Pese a esta realidad que describen la cifras, las deportistas castellanas y leonesas de primer nivel aseguran que en los últimos años se han dado importante pasos importantes para incrementar la práctica deportiva entre las mujeres gracias a la repercusión de los éxitos del deporte femenino de élite. Para la leonesa Carolina Rodríguez, olímpica en gimnasia rítmica en Atenas 2004, Londres 2012 y Río 2016, los avances en el deporte femenino son evidentes en los últimos años y así lo demuestran hechos como que en los últimos Juegos Olímpicos las mujeres lograran más metales que los hombres o que en el Centro de Alto Rendimiento de León las chicas sean mayoría. No obstante, reconoce que aunque cada vez son más mujeres las que practican deporte a nivel amateur, afirma que la brecha con los hombres sigue siendo una realidad, ya sea en el salario o en la presencia de mujeres en los órganos de dirección de las empresas. «Se avanza, pero aún nos queda mucho camino por recorrer».

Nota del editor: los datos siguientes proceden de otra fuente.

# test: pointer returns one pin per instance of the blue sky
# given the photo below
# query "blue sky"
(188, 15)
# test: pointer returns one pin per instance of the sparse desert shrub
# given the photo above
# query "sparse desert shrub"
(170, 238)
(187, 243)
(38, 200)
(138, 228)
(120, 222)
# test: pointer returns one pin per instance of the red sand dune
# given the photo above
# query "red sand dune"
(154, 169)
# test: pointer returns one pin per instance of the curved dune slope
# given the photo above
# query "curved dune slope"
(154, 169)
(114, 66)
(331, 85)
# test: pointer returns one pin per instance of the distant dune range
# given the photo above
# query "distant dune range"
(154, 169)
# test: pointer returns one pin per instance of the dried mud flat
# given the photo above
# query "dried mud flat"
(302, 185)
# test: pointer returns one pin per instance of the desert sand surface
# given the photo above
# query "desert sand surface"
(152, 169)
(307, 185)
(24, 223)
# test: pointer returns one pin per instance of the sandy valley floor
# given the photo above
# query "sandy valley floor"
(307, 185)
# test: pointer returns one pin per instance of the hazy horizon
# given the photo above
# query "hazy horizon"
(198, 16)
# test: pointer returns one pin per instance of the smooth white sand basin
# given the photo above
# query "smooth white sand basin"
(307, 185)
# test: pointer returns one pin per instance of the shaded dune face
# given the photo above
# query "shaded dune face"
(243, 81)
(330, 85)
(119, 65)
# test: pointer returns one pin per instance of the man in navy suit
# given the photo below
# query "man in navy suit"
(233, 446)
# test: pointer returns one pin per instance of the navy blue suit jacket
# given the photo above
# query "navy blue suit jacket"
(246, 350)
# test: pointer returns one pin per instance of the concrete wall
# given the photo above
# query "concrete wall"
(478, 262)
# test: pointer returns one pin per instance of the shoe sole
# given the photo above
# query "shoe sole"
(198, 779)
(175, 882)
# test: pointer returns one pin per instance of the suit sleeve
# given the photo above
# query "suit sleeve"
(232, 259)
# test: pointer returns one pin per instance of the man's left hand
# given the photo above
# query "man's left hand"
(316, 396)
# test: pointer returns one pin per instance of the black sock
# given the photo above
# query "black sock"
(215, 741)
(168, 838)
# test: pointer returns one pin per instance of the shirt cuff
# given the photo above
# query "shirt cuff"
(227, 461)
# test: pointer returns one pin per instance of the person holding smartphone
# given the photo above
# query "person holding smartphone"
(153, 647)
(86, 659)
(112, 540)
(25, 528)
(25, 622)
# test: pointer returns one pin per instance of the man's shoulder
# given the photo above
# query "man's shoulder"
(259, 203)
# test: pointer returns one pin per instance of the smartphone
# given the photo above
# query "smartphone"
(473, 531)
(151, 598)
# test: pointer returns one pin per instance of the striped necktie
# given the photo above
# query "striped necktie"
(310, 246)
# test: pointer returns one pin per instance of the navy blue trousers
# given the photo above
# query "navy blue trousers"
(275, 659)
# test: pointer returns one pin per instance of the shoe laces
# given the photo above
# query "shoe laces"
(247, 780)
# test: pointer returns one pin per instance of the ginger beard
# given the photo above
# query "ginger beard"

En términos similares se pronuncia la balonmanista vallisoletana Amaia González de Garibay, formada en las filas del Aula Cultural, para quien la igualdad de la mujer en el deporte «es un proceso lento que a mí, como mujer y como deportista, me entristece», y pide a las instituciones que se involucren mucho más. Por su parte, la palentina Ainoa Campo, del Madrid CFF, equipo que milita en la Prima División de fútbol femenino -Liga Iberdrola-, resalta que en el caso del fútbol femenino las diferencias entre Castilla y León otras comunidades como Madrid son abismales. «Antes de recalar en Madrid, cuando jugaba en Valladolid, tenía que recorrer más de cien kilómetros de ida y otro tantos de vuelta cuando tenía entrenamiento o partido».